As Patrick Marber writes in the programme, the play is never fully knowable. But what Pinter's production clearly presents us with is a collision between two different forms of desperation.
Hirst, the wealthy writer, within whose luxurious drawing room the action takes place, is not merely trapped in the present but plagued by inconsolable memories of the past.
The tragedy of Spooner, the ageing Chalk Farm pub worker who seeks to rescue him, is that he has no definable past but only a series of self-invented myths. Either way, Pinter implies, we are the victims of our memories.

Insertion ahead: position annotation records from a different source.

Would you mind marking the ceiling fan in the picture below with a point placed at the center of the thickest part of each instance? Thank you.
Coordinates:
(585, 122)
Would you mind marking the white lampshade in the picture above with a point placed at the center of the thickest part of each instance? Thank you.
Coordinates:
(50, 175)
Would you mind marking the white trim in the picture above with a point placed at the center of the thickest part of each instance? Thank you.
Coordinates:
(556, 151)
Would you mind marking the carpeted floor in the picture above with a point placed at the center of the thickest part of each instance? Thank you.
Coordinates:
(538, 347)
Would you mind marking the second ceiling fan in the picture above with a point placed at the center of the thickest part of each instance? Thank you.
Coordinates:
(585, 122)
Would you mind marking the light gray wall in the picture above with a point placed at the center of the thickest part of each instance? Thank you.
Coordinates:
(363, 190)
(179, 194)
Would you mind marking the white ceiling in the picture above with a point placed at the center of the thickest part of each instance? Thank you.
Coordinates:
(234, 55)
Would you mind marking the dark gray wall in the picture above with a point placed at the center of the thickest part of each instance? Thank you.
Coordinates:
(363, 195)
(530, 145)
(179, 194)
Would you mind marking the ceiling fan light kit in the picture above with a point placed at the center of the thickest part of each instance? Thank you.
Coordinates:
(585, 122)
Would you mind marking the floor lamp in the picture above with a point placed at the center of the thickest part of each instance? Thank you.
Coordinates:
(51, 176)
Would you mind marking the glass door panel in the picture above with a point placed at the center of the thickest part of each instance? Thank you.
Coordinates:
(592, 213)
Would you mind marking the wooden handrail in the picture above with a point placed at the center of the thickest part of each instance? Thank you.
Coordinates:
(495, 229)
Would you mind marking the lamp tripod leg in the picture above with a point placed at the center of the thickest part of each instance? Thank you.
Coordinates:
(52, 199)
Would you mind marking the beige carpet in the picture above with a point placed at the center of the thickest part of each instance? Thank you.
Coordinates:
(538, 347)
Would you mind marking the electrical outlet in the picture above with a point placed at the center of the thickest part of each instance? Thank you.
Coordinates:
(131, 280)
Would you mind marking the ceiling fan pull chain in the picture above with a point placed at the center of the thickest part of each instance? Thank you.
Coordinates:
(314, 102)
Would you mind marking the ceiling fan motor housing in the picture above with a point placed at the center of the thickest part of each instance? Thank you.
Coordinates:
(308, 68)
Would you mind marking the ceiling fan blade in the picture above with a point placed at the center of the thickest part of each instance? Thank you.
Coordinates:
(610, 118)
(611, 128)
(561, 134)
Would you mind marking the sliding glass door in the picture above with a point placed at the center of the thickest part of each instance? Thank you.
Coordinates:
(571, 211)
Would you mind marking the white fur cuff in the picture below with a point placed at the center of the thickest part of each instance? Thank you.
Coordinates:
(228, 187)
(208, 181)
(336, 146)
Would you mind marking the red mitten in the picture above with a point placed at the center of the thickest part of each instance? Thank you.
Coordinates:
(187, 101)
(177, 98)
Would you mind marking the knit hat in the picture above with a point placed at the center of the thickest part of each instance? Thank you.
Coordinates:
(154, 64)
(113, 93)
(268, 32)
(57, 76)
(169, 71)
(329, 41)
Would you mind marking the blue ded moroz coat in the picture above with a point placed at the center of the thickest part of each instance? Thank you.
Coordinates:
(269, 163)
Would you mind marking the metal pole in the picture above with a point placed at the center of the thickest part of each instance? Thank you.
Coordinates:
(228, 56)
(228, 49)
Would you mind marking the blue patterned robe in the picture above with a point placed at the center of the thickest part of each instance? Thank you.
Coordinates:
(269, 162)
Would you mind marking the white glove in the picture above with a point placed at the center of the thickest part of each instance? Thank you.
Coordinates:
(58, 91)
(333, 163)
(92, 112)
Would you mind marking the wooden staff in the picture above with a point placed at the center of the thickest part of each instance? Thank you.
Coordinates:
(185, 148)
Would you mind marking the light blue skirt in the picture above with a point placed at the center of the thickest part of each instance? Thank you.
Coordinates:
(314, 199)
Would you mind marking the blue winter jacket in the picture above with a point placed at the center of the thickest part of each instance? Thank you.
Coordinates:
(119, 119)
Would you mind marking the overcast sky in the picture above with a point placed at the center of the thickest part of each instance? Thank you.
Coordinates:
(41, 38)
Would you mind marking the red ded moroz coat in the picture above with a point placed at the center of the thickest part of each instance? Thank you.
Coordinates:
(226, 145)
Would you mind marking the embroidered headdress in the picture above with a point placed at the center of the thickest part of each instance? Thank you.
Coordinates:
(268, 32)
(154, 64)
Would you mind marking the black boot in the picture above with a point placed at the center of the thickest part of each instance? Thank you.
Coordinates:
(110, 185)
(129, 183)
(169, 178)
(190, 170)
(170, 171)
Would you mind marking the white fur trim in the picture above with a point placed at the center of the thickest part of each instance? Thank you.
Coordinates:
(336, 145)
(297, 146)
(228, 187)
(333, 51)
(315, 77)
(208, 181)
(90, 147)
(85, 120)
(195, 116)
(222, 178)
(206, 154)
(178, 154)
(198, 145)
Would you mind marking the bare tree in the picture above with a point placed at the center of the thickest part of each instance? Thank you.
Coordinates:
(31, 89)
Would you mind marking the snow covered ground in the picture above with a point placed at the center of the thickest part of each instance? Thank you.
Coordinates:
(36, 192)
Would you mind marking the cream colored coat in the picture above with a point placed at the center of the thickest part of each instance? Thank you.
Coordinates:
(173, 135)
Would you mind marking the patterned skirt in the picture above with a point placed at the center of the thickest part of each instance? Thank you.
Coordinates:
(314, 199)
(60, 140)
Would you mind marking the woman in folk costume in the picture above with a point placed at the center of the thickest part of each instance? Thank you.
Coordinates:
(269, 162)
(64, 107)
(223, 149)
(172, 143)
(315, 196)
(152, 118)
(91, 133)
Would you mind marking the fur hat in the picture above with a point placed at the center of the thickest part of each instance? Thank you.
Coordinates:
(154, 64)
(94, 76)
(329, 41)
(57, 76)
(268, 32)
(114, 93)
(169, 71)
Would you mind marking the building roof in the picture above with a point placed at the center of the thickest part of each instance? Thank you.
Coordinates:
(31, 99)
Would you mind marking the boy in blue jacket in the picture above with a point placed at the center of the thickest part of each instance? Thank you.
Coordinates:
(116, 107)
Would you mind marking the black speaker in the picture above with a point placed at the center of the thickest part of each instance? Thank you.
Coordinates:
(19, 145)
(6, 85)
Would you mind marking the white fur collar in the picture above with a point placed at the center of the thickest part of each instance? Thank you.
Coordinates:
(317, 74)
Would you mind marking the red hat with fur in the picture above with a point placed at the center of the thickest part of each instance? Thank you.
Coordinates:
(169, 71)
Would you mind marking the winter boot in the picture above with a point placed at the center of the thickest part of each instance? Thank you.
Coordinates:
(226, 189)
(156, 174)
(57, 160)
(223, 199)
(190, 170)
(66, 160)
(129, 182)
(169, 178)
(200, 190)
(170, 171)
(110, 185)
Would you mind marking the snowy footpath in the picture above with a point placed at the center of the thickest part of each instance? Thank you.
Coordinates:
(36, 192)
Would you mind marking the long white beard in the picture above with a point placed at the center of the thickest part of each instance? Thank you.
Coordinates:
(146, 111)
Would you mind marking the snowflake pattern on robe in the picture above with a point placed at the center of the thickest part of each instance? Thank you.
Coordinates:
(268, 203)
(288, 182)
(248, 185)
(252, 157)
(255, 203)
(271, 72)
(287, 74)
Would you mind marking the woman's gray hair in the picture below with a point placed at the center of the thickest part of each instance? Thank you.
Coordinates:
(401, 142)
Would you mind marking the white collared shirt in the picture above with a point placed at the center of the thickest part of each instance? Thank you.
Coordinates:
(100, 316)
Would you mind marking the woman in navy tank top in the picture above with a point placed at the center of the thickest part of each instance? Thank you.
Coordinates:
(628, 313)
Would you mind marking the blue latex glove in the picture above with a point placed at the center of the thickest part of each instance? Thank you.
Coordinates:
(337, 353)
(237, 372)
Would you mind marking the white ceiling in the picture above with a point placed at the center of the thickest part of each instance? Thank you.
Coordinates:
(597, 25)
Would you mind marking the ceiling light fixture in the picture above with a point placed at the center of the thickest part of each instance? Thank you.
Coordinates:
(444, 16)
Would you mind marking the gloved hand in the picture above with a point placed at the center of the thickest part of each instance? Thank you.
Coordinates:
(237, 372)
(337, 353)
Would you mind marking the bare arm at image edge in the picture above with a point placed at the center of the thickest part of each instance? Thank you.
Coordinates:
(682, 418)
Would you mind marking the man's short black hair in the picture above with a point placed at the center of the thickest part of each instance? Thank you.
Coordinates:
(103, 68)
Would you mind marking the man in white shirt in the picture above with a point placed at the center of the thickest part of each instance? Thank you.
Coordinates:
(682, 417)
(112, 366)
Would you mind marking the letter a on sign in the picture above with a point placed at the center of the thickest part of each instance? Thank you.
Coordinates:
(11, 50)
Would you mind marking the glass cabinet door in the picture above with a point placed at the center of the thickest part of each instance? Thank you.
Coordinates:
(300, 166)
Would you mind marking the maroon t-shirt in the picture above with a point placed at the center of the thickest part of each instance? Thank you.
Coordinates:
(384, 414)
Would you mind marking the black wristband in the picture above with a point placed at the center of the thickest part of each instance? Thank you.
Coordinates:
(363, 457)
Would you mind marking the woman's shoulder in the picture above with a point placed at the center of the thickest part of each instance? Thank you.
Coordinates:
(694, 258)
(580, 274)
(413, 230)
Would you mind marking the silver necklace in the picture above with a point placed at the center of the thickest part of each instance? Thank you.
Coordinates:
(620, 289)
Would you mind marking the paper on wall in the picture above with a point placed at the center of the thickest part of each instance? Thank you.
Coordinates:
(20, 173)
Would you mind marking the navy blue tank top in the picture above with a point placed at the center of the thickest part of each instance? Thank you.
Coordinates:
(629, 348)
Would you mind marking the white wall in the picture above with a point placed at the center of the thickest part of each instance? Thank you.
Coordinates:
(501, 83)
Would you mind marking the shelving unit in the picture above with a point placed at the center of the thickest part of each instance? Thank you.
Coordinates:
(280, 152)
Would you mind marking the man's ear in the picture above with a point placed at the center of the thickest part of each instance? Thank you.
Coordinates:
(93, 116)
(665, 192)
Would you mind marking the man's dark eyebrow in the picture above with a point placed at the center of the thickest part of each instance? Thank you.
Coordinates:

But the play is a poem, not a thesis: the great thing about it is the way it is defined by its performers and here Corin Redgrave and John Wood prove an astonishing match for past interpreters. What is remarkable about Redgrave's Hirst is not merely the contrast between the legless night-drinker and the spruce morning after figure - Pinter himself caught that in the 1992 Almeida revival - but the intensity of both his rage and compassion.
In his cups Redgrave becomes a demonic figure as if trying to lay the ghosts of his remembrance; but he later lends the speech where Hirst urges Spooner to "tender the dead as you would yourself be tendered" a grave and quiet beauty.
If Redgrave's Hirst is forever haunted by the past, Wood's amazing Spooner is constantly seeking to create one. Far more clearly than Gielgud, he shows us that Spooner is the superfluous man trying to find his mission in life: to that end he creates a series of elaborate fantasies. One of them is that he is a poet so that when Wood describes golden versifying evenings at his country house, his eyes glaze over.
A born fantasist, Wood also enters into other people's dreams: there's a great moment when he stares in astonishment at Hirst's description of their Oxford past before entering enthusiastically into the game. But Wood also beautifully suggests there is something quixotically chivalric about Spooner's final attempt to rescue Hirst from a doomed stasis.
As Hirst's two sexually interlocked servants, Andy de la Tour is a brutally protective Briggs and Danny Dyer a fly, charm-exploiting Foster. Like Eileen Diss's expensively stark design, they add to a rich evening in which Pinter memorably shows how the past, in theatre as in life, is fixed and fluid at the same time.